I'm taking a speech communication class towards my degree. I'm getting a head start looking at the assignments (which I have to post videos onto youtube to be critiqued by my classmates). I see the need to do my informative speech on pit bull and bully breeds. Anyone want to help me get a jump start? I have to have two valuable internet resources that I can site. It's a 5 minute presentation. Maybe you all can help me find the points to hit on the topic and elaborate. I'll be working on the presentation until probably the middle of February, and I will be videoing no later than Feb 20.


----------



## PRSweetKandi (Aug 5, 2011)

If I must speak I prefer it to count and educate


----------



## Carriana (May 13, 2008)

I did my informative on pit bulls as well (last quarter). I am waiting for my bus right now but can dig up my outline when I get home. I used the "find the pit bull" thing in my power point, it was a big hit.


----------



## pitbullmamanatl (Jun 1, 2010)

PRSweetKandi said:


> I'm taking a speech communication class towards my degree. I'm getting a head start looking at the assignments (which I have to post videos onto youtube to be critiqued by my classmates). I see the need to do my informative speech on pit bull and bully breeds. Anyone want to help me get a jump start? I have to have two valuable internet resources that I can site. It's a 5 minute presentation. Maybe you all can help me find the points to hit on the topic and elaborate. I'll be working on the presentation until probably the middle of February, and I will be videoing no later than Feb 20.

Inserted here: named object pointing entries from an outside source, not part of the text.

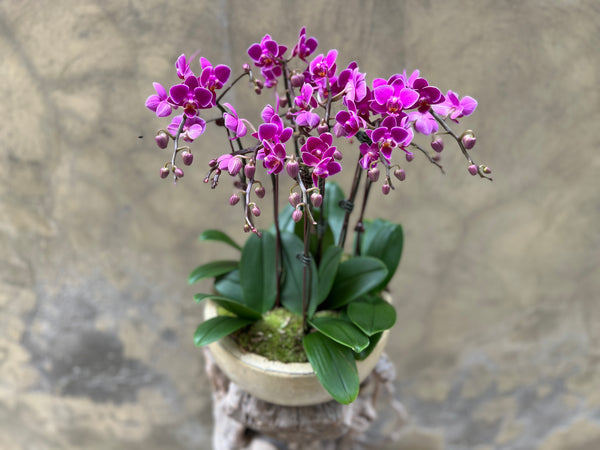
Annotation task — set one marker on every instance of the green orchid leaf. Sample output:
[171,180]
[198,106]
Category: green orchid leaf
[334,214]
[219,236]
[212,269]
[327,271]
[257,272]
[292,289]
[229,286]
[342,332]
[373,341]
[231,305]
[383,240]
[355,277]
[214,329]
[334,366]
[372,316]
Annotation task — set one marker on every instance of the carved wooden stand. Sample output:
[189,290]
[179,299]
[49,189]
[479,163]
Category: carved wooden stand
[243,422]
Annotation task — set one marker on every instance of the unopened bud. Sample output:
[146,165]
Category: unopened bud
[249,170]
[297,215]
[400,174]
[292,168]
[373,174]
[235,166]
[297,80]
[437,144]
[322,128]
[468,139]
[316,199]
[259,191]
[162,139]
[234,199]
[187,157]
[295,199]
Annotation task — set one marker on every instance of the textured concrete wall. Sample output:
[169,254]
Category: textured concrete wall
[496,343]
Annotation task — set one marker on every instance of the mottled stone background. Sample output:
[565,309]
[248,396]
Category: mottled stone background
[497,339]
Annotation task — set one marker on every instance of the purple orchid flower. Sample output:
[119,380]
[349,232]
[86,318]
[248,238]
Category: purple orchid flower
[159,103]
[193,127]
[305,47]
[348,122]
[234,123]
[191,96]
[392,97]
[318,153]
[454,107]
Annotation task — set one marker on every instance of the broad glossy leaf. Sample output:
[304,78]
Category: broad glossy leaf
[355,277]
[383,240]
[229,286]
[212,269]
[257,272]
[334,366]
[292,289]
[214,329]
[333,212]
[372,316]
[216,235]
[231,305]
[342,332]
[327,271]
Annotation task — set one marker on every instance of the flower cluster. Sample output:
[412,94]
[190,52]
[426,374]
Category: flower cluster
[313,104]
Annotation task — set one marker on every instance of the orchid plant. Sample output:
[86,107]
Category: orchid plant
[300,263]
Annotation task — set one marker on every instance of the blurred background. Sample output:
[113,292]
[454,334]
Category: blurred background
[496,343]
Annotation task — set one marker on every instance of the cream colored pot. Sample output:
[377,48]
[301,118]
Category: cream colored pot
[288,384]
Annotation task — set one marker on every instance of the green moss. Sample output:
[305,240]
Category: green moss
[277,336]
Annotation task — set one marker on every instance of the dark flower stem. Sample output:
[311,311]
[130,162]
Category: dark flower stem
[353,192]
[278,246]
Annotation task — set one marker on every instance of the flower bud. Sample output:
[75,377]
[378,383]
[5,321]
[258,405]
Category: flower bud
[234,199]
[373,174]
[468,139]
[295,199]
[162,139]
[297,215]
[249,170]
[400,174]
[316,199]
[297,80]
[322,128]
[437,144]
[259,191]
[236,166]
[187,157]
[292,168]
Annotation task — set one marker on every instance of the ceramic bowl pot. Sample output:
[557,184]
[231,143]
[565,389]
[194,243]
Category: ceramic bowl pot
[288,384]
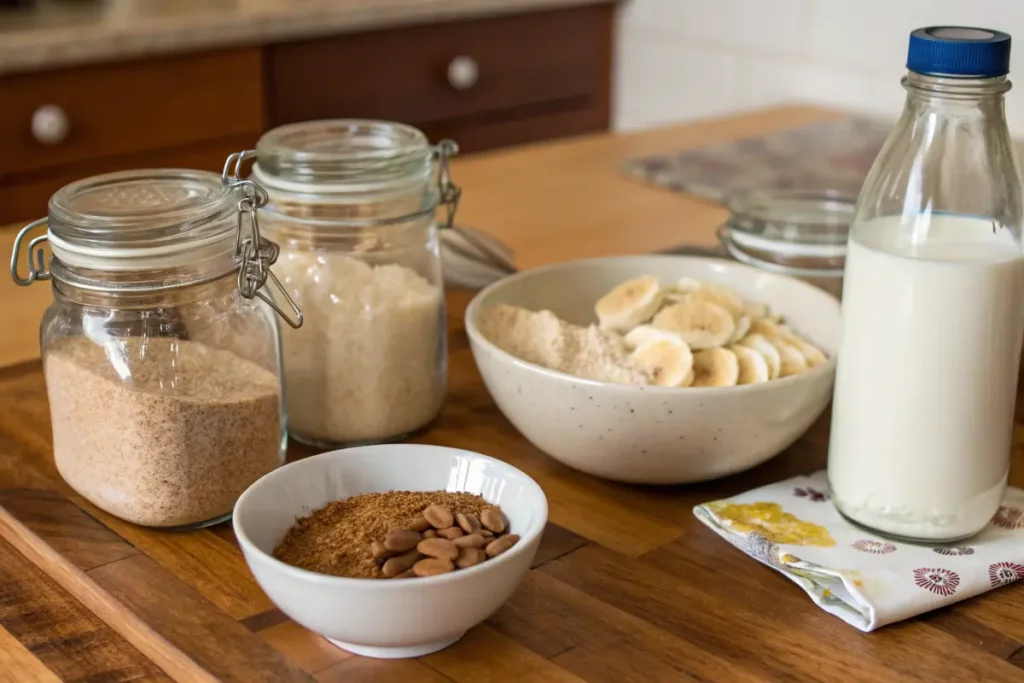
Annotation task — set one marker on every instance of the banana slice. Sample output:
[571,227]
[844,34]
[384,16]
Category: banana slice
[666,361]
[812,353]
[767,329]
[699,324]
[629,304]
[793,361]
[643,334]
[687,285]
[742,327]
[768,350]
[753,367]
[715,368]
[755,310]
[720,296]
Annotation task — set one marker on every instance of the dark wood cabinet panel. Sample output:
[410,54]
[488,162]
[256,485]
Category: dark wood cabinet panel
[538,76]
[534,72]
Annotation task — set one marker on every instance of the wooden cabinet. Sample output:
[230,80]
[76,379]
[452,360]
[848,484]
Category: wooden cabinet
[485,83]
[58,126]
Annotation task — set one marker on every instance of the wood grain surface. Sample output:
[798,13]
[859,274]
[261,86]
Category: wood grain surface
[627,586]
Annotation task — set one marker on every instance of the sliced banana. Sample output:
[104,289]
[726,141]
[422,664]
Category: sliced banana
[666,361]
[753,367]
[720,296]
[768,350]
[643,334]
[793,361]
[742,327]
[715,368]
[699,324]
[812,353]
[767,329]
[686,285]
[629,304]
[755,310]
[673,296]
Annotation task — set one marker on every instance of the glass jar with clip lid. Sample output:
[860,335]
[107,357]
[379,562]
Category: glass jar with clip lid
[161,348]
[352,204]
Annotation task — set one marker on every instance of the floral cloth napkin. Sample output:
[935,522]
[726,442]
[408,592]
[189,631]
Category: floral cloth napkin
[864,580]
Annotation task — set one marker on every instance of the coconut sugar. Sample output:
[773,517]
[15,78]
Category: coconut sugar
[159,431]
[542,338]
[368,363]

What's your email address I'll send you everything I have as I wrote a paper back in college on the BSL of Pit Bull type dogs. Made an A. I'll send you everything I have resource wise too and the power points if you want.


----------



## Carriana (May 13, 2008)

Also, your school may have a link to an online source database where you can access reputable, peer reviewed sources.


----------



## PRSweetKandi (Aug 5, 2011)

[email protected]

Every person educated I think counts. Thanks


----------



## ames (Jun 6, 2010)

good luck! Let us know how it turns out!


----------



## PRSweetKandi (Aug 5, 2011)

Thanks... I gotta figure out what points I want to make as big ones... and things like that. It's an online class, and I have to post my video speech to youtube, so if I'm not too embarressed I will post it on here. LOL


----------



## Carriana (May 13, 2008)

One of the main points I made was the difference between human aggression and dog aggression. To me that is one of the most important and the biggest source of misunderstanding about the APBT.


----------



## denial4society (Nov 25, 2009)

I would say watch the 'State of the union' speech that President Obama did last night for a great speech example. Man that guy can speak! Sheesh. I know its not related to Pitbulls, but still informative pointers can be taken from his lecture method.


----------



## PRSweetKandi (Aug 5, 2011)

bumpity bump


----------



## bullycorner (Jul 5, 2012)

I was looking for information and some possible suggestions on writing an informative speech for my public speaking class and read your post. I could use some help with it if you are willing. Thanks


----------



## PRSweetKandi (Aug 5, 2011)

Well I opened with a small history, the differences of misconceptions between bullies and pit bulls. Temperament. Drive. Etc. It has been a while since I did this speech. I'll have to look and see if I can find my notes.


----------



## MSK (Aug 13, 2008)

bullycorner said:


> I was looking for information and some possible suggestions on writing an informative speech for my public speaking class and read your post. I could use some help with it if you are willing. Thanks


This was my opener I used in my speech class I had back in March. Just to give you an idea. This is just directly from my outline.

Title: The American Pit Bull Terrier
Purpose: To inform my audience on the canine breed, American Pit Bull Terrier.

I. Introduction 
A. Attention Material: What do Life Magazine, Buster Brown Shoes, The Little Rascals, Helen Keller and World War I have in common? All of these used Pit Bulls in one way or another. 
B. Tie to the audience: Did you know that the American Pit Bull Terrier was once known as the American Sweetheart Dog? Many companies and America itself used the American Pit Bull Terrier as a mascot to show qualities that the breed had such as "Loyalty & Strength" hoping these qualities would then in turn be associated with them.
C. Credibility material: I have owned this breed for close to a decade now. I know how gentle and loving this breed can be when given the proper upbringing. 
D. Preview: I am going to talk about the breed's history, standard, and some famous American Pit Bull Terriers.


----------